Waukesha County v. L.J.E.

CourtCourt of Appeals of Wisconsin
DecidedOctober 5, 2022
Docket2022AP000292
StatusUnpublished

This text of Waukesha County v. L.J.E. (Waukesha County v. L.J.E.) is published on Counsel Stack Legal Research, covering Court of Appeals of Wisconsin primary law. Counsel Stack provides free access to over 12 million legal documents including statutes, case law, regulations, and constitutions.

Bluebook
Waukesha County v. L.J.E., (Wis. Ct. App. 2022).

Opinion

COURT OF APPEALS DECISION NOTICE DATED AND FILED This opinion is subject to further editing. If published, the official version will appear in the bound volume of the Official Reports. October 5, 2022 A party may file with the Supreme Court a Sheila T. Reiff petition to review an adverse decision by the Clerk of Court of Appeals Court of Appeals. See WIS. STAT. § 808.10 and RULE 809.62.

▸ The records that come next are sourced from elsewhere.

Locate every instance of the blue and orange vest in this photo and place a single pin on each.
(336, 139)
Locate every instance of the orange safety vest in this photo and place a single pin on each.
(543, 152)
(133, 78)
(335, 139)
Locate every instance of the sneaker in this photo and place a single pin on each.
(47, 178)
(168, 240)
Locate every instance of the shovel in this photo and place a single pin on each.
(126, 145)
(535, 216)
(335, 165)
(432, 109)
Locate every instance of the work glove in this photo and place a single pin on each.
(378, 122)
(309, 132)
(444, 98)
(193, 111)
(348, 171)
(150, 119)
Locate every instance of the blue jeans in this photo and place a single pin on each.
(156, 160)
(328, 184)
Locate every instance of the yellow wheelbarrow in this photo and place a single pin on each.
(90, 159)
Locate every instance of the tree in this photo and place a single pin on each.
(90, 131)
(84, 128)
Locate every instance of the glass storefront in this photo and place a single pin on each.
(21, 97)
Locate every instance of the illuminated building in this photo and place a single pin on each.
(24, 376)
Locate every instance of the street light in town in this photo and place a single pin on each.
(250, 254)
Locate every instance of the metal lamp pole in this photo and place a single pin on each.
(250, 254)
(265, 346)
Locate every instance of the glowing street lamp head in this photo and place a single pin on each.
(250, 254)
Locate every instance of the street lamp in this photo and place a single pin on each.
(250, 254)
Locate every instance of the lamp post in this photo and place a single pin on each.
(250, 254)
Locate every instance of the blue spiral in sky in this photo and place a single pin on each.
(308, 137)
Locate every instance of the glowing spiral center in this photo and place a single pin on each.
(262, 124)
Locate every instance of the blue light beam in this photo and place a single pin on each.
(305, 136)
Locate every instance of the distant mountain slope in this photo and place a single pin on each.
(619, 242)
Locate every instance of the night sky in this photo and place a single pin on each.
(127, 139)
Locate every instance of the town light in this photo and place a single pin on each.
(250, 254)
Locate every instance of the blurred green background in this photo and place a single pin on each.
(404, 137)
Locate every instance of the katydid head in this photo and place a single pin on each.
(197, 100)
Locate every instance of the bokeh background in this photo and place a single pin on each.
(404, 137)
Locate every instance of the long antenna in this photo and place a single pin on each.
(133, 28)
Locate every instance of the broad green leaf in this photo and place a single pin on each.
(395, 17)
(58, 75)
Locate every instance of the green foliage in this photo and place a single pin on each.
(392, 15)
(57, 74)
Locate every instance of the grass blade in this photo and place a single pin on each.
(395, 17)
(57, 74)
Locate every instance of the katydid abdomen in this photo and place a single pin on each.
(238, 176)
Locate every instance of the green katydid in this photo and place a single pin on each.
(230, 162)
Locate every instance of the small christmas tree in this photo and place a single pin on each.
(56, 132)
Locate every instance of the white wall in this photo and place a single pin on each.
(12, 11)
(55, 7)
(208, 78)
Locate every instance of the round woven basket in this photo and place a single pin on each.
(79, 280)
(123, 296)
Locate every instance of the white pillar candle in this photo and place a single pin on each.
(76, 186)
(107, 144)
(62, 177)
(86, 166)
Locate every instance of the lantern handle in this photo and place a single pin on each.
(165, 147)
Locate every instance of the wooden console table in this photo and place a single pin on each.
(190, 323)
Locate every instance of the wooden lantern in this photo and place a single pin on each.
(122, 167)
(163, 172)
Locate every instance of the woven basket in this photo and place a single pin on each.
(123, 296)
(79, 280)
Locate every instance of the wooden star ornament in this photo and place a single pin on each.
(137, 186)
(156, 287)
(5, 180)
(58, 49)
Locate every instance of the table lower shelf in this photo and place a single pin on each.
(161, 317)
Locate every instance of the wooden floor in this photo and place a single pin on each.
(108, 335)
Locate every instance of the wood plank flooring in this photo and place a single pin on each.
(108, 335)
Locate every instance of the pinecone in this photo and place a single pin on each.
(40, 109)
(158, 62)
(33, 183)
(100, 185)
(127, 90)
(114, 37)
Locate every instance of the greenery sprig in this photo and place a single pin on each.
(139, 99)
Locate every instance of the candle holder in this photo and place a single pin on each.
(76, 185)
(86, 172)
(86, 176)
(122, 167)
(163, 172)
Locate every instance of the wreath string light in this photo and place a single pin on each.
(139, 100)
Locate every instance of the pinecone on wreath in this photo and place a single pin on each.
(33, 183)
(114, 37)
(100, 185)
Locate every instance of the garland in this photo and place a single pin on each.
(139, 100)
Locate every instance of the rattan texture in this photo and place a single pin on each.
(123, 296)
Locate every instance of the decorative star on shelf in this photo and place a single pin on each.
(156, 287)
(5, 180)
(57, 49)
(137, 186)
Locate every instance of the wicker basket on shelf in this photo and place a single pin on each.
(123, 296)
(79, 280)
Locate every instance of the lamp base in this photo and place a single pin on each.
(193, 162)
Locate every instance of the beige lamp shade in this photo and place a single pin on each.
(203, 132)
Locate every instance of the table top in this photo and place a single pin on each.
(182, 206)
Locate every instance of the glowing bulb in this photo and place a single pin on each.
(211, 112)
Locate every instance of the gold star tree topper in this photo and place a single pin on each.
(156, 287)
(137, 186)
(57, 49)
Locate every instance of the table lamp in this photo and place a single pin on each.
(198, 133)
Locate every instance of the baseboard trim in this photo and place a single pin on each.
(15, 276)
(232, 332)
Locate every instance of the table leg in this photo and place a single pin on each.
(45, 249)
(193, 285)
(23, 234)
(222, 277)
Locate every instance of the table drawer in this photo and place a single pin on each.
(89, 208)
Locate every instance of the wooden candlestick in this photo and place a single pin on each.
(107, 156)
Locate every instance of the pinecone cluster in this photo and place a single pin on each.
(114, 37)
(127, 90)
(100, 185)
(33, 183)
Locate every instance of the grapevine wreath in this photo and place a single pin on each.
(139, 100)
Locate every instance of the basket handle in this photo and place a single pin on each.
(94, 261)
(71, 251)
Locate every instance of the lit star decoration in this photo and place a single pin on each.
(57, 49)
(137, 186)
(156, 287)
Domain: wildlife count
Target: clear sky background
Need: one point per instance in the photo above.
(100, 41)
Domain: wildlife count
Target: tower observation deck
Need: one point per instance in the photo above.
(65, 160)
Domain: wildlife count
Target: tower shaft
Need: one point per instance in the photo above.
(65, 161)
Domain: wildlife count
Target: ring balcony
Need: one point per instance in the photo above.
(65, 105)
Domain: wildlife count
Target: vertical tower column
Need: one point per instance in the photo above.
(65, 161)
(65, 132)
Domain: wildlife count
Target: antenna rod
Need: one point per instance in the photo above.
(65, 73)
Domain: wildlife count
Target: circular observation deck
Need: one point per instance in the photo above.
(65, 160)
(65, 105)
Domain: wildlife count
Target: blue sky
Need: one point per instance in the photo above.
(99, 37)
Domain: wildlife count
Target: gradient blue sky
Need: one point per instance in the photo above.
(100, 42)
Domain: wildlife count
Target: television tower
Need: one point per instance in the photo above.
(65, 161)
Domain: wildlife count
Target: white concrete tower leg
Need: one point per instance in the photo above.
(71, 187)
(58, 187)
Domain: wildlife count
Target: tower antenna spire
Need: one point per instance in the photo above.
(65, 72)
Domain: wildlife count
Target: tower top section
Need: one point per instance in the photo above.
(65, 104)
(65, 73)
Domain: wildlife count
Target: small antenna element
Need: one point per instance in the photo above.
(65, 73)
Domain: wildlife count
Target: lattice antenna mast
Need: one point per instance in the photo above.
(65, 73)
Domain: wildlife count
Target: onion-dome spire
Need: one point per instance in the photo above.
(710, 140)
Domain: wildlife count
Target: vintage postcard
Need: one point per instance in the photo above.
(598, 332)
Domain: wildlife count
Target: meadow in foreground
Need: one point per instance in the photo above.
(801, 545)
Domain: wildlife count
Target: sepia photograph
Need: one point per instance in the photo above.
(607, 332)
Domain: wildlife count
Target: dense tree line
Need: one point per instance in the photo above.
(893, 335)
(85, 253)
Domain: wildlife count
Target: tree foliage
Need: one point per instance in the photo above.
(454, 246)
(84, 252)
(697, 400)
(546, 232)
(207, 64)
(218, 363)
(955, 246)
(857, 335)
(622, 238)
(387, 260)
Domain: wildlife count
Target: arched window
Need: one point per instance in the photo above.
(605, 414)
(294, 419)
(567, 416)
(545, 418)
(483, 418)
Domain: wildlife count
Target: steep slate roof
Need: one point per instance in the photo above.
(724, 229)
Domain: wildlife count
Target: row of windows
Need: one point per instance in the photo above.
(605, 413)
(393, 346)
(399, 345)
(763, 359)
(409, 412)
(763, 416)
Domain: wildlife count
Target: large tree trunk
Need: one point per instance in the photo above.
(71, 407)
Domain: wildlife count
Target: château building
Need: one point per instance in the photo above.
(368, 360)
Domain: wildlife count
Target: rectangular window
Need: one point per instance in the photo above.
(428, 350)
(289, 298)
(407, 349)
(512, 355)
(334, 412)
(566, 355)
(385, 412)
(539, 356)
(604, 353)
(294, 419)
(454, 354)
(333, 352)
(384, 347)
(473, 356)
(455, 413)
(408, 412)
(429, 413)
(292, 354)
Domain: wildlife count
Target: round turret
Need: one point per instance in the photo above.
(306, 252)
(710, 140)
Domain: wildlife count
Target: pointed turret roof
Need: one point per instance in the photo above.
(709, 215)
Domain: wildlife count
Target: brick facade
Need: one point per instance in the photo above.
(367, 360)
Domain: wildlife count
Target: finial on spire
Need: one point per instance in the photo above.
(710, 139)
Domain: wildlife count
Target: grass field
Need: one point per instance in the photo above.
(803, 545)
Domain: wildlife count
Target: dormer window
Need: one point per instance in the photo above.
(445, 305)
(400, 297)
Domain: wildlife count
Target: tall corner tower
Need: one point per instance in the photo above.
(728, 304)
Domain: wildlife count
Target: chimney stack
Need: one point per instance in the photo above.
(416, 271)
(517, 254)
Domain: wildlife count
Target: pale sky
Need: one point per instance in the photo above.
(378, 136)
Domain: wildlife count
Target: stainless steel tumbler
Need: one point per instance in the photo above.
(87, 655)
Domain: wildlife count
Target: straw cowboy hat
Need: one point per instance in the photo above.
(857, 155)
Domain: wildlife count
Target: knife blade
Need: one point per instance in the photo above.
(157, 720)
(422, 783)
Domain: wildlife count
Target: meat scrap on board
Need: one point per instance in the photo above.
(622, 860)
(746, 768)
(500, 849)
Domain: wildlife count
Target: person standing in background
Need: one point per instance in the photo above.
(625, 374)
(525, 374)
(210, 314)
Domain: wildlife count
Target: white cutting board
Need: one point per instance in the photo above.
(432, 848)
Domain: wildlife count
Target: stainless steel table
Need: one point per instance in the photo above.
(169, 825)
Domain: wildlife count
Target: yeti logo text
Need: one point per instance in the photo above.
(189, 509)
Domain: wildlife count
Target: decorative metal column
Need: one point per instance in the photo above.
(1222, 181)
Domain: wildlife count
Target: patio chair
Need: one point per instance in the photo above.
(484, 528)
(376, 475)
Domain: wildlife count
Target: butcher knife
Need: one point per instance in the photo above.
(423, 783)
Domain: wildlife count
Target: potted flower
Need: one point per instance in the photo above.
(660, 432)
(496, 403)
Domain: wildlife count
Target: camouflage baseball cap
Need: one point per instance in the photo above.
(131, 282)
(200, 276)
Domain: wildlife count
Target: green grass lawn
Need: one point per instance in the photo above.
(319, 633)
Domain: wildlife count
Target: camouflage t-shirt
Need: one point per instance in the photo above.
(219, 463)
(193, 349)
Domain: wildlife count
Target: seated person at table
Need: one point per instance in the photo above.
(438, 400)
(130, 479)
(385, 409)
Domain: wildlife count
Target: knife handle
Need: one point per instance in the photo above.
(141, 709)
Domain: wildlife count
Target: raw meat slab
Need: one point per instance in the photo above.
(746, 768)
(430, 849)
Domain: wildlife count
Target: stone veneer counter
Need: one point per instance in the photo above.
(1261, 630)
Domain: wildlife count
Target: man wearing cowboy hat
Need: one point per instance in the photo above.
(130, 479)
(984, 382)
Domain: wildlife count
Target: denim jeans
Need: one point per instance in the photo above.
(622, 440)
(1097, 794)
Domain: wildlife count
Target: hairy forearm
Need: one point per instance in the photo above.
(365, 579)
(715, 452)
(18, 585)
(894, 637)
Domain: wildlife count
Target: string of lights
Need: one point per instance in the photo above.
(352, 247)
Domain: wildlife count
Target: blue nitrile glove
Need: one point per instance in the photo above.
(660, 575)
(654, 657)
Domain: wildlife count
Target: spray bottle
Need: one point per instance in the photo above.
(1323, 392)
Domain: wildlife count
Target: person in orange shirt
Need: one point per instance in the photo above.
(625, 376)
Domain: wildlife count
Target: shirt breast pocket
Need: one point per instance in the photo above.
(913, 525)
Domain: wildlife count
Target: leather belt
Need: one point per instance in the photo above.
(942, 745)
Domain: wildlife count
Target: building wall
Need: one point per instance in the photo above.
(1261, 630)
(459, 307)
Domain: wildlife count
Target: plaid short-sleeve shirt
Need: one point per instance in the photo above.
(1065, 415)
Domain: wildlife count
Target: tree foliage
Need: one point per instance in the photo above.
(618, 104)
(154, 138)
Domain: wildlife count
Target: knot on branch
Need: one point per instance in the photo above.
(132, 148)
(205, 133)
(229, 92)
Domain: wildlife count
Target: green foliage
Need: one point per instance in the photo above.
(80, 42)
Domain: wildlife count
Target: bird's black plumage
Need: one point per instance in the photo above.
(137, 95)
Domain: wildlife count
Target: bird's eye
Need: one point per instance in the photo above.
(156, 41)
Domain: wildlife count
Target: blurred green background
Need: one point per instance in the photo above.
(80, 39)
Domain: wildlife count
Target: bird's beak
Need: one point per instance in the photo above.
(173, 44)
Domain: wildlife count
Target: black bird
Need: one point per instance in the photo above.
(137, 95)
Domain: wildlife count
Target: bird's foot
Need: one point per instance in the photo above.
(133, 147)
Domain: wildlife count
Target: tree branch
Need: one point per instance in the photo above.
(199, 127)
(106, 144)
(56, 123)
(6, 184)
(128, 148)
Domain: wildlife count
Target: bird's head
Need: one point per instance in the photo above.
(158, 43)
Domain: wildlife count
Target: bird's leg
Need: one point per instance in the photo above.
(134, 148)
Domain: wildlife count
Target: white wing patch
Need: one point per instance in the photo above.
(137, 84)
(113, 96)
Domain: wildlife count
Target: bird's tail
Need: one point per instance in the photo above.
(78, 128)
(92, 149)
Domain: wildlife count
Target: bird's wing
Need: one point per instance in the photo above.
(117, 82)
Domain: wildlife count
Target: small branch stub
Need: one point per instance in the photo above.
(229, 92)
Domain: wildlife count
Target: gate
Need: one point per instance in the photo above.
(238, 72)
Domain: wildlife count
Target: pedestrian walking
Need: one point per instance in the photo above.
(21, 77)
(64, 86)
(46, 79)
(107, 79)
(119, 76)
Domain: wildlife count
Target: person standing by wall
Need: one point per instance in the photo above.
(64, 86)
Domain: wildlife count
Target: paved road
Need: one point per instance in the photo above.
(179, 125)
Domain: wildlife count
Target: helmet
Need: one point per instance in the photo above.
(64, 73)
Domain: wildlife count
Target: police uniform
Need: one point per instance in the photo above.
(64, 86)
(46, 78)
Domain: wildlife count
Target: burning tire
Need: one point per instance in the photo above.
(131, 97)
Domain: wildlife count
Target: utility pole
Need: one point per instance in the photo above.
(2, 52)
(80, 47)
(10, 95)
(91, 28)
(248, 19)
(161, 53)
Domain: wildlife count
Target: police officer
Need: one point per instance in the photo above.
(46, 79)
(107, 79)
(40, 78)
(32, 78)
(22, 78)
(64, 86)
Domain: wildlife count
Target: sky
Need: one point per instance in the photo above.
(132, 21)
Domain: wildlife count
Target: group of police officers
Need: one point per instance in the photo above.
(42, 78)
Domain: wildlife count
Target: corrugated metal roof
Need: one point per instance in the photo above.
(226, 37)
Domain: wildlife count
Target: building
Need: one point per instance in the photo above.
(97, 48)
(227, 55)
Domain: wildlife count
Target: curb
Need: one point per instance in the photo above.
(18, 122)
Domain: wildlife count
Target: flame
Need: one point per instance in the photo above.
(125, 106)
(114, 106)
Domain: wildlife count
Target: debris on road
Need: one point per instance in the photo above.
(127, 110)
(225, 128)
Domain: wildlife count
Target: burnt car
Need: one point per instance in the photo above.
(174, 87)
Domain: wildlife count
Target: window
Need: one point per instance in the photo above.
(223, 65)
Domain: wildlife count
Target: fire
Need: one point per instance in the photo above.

Appeal No. 2022AP292 Cir. Ct. No. 2021ME167

STATE OF WISCONSIN IN COURT OF APPEALS DISTRICT II

IN THE MATTER OF THE MENTAL COMMITMENT OF L.J.E.:

WAUKESHA COUNTY,

PETITIONER-RESPONDENT,

V.

L.J.E.,

RESPONDENT-APPELLANT.

APPEAL from orders of the circuit court for Waukesha County: MARIA S. LAZAR, Judge. Affirmed. No. 2022AP292

¶1 NEUBAUER, J.1 Evans2 appeals an order of involuntary commitment and an order for involuntary medication and treatment entered by the circuit court following an evidentiary hearing at which it determined that Waukesha County had proven grounds for commitment under the “fifth standard” for dangerousness set forth in WIS. STAT. § 51.20(1)(a)2.e. Evans contends that the County did not establish grounds to involuntarily commit her because it failed to prove that her risk of harm could not adequately be addressed through protective placement or protective services under WIS. STAT. ch. 55. Because Evans did not meet the statutory criteria to be eligible for protective placement or services when the court found her to be dangerous, we reject her challenge and affirm.

BACKGROUND

¶2 A brief discussion of the legal framework governing involuntary commitment in Wisconsin will focus and contextualize our discussion of the facts of this case. Wisconsin law permits a person to be committed involuntarily if the petitioner proves by clear and convincing evidence that the person is: “(1) mentally ill; (2) a proper subject for treatment; and (3) dangerous to themselves or others.” Langlade County v. D.J.W., 2020 WI 41, ¶29, 391 Wis. 2d 231, 942 N.W.2d 277. Evans does not challenge the County’s proof on the first two elements of this three-part test. Her appeal focuses on whether the County met its burden of proof with respect to the third element—dangerousness.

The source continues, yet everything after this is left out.